Pascal Quignard - Traduit par Pierre Alferi, Eric Clemens, Michel Deguy, Bénédicte Gorillot, Emmanuel Hocquard, Christian Prigent, Jude Stéfan - Editions Argol, - France

Tout commence par un poème en latin, inter aerias fagos. Dans cette langue solide crépitent de multitudes de sens, évoquant Orphée, la perte dans le langage, la confrontation avec la sauvagerie, et les thèmes dans lesquels s’engouffrera toute l’œuvre de Quignard. Dès le titre (qui me rappelle la première bucolique de Virgile, avec ce Tityre allongé et contemplant le monde à travers la frondaison d’un arbre), le latin, synthétique, quand le français est analytique et choisit un sens plutôt qu’un autre, condense de multiples sensations et pulvérise son lecteur d’évocation en évocation. C’est un superbe grondement sonore où la langue se déploie, violente, puissante, « tracta et fluens », comme le dit ce cher Cicéron.

Charge aux traducteurs, alors, de trahir quelque peu la langue originelle pour créer une Babel de compréhension et de translation et réunir ce qui s’avère être un  « cut up qui accole des citations éparses d’auteurs divers, tous à la file, par équivalences ». Parfois, le latiniste confirmé est doublé d’un poète, qui redouble le poème originel de sa propre voix, le trahit pour mieux le héler vers une autre perception du Verbe. C’est tantôt l’appel de sens entre les mots qui est privilégié, leur polyvalence, tantôt plutôt le rythme emballé et terrible du latin qui est mimé.

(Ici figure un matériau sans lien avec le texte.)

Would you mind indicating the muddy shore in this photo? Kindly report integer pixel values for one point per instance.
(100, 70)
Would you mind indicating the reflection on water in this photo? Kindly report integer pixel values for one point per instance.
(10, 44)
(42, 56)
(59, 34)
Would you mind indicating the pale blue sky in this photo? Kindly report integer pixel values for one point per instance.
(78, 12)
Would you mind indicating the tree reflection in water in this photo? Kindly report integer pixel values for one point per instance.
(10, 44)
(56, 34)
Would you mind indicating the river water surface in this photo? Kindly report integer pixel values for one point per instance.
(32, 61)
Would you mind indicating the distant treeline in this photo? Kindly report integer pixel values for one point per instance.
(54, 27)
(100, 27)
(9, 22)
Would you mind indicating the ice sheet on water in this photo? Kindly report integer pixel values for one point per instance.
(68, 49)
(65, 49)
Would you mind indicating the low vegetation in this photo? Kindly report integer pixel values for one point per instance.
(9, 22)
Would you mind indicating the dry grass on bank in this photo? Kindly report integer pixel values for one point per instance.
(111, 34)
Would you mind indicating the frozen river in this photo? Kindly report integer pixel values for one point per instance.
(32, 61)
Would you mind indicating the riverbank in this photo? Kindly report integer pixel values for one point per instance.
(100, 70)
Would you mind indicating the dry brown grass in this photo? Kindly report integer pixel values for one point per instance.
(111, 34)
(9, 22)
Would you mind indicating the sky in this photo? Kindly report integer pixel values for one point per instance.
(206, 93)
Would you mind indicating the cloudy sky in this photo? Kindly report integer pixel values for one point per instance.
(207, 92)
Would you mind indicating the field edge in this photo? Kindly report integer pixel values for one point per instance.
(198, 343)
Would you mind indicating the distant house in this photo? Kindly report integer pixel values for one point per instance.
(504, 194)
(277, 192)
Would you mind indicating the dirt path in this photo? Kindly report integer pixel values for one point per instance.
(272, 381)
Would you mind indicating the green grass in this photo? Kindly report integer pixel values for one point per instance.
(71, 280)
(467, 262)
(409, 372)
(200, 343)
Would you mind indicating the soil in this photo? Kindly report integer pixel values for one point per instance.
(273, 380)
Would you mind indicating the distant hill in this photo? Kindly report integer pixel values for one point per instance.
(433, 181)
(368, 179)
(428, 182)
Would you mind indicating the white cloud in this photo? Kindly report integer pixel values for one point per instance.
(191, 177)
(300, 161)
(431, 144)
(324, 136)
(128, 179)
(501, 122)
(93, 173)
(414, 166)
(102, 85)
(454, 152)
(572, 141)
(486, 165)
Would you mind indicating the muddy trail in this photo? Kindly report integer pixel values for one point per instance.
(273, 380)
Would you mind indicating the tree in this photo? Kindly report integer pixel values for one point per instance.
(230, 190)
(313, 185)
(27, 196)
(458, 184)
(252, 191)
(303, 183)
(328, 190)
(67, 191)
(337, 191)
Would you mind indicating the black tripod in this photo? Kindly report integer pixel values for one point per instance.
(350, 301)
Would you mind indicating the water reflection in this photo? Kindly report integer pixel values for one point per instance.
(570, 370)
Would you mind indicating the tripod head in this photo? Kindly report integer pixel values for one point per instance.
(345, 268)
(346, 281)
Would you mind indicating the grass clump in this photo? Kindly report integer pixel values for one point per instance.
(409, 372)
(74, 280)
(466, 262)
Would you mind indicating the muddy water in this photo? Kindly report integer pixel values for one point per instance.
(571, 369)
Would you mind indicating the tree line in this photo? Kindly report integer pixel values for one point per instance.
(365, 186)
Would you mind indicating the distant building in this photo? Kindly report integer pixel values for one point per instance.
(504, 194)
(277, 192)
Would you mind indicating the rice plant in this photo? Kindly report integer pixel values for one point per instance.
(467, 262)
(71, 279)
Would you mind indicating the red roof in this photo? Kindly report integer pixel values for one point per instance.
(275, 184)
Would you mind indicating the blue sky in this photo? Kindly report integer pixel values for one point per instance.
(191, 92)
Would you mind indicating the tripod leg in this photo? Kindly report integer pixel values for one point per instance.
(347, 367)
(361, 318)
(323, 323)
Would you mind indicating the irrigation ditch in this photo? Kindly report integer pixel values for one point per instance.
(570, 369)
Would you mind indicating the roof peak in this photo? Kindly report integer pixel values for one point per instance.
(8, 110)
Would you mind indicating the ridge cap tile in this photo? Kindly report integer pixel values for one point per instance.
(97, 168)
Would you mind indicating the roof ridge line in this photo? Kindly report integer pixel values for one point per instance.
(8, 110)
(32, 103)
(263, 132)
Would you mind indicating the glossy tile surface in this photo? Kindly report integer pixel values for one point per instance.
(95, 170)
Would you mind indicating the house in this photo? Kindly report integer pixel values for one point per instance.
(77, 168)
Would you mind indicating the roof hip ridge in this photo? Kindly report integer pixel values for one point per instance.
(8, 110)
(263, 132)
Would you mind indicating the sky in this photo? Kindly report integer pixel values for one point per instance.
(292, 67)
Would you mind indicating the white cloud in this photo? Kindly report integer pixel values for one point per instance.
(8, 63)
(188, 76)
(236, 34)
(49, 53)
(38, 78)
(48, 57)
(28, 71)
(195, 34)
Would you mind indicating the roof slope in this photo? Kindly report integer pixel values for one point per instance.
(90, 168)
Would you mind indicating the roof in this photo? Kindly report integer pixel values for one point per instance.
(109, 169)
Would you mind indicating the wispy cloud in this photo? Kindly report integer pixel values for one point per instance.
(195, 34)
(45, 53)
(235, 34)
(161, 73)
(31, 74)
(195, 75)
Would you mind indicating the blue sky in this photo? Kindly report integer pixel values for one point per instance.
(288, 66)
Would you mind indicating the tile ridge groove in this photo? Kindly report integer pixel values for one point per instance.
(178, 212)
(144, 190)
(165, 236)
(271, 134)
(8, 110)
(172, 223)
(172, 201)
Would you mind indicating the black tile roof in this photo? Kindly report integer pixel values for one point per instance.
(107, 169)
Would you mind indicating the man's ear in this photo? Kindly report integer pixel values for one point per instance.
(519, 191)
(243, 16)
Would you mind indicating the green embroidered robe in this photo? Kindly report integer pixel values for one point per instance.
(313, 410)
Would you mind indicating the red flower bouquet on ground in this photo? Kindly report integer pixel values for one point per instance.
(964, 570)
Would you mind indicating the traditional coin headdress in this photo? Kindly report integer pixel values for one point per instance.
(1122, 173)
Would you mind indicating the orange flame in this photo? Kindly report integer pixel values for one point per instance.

C’est un très beau livre que ce recueil de traduction, une belle caisse et quête de résonances qui m’a fascinée : s’imbiber quelques heures dans cet ensemble de voix qui s’appellent et se répondent provoque de curieux étourdissements, une chorale où les dissonances, ou plutôt les harmonies divergentes des différentes voix, bourdonnent jusqu’à former un nouvel ensemble, indistinct, un poème palimpseste de tous les autres (latin & français mêlés), dont on peine à saisir tous les fragments.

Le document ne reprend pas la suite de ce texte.